Fabbre, Alicia, Daily Herald (Arlington Heights, IL)


Byline: Alicia Fabbre Daily Herald Staff Writer

Officials throughout the state and even the country want to make sure a federal ruling that clears the way for a garbage dump near Bartlett doesn't spell an end to the wetlands that dot the landscape.

Concerned that the ruling erodes the Army Corps of Engineers' ability to regulate wetlands, officials from Kane County, near the proposed landfill site, and other counties are considering laws of their own to keep developers from filling or paving over wetlands.

On Thursday, a proposed change to the state's storm-water management rules that would give counties more authority over isolated wetlands won the backing of the land-use and conservation committee in the state House. The changes could come up for a House vote later this month or in early April.

"Right now we don't have any authority over the filling of wetlands," said Tim Harbaugh, Kane County's environmental management director. "Our original intent (with the wetlands) was to leave that regulation with the Army Corps of Engineers."

In January, the U.S. Supreme Court ruled in a 5-4 decision that the Army Corps did not have any say over the wetlands found in a proposed landfill site near Bartlett.

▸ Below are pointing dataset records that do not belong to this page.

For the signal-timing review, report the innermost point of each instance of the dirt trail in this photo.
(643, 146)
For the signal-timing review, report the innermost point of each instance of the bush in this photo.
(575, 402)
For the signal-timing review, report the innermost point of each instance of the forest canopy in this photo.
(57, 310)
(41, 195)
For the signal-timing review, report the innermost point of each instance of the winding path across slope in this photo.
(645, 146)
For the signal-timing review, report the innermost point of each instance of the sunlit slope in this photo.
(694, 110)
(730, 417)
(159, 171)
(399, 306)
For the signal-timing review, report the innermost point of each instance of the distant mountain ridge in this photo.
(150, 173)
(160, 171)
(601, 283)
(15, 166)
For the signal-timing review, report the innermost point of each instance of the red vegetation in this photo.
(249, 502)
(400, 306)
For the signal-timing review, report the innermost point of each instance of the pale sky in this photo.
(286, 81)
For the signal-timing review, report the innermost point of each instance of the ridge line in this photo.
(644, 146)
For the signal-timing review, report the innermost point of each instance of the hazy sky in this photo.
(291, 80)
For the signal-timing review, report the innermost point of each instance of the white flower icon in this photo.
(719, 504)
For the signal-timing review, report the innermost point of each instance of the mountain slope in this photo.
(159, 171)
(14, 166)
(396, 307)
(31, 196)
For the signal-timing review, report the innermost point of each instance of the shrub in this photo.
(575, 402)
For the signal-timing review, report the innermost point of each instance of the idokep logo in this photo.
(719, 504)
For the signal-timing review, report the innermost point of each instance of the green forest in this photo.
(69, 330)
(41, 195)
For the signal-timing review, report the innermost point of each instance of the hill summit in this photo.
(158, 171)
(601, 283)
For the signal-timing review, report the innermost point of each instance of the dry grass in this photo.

The ruling is the latest in a 15-year battle to prevent a garbage dump - known as a balefill - in a former gravel pit near West Bartlett and Gifford roads in unincorporated Cook County near Bartlett.

In its decision, the court ruled the Army Corps could not use a portion of the Clean Water Act to regulate isolated bodies of water because the sites are used by migratory birds.

Though the court stopped short of overturning the act, environmentalists have argued the decision erodes the Army Corps' ability to regulate building on isolated wetlands. In most counties, developers are required to obtain a permit from the Army Corps of Engineers before building on wetlands.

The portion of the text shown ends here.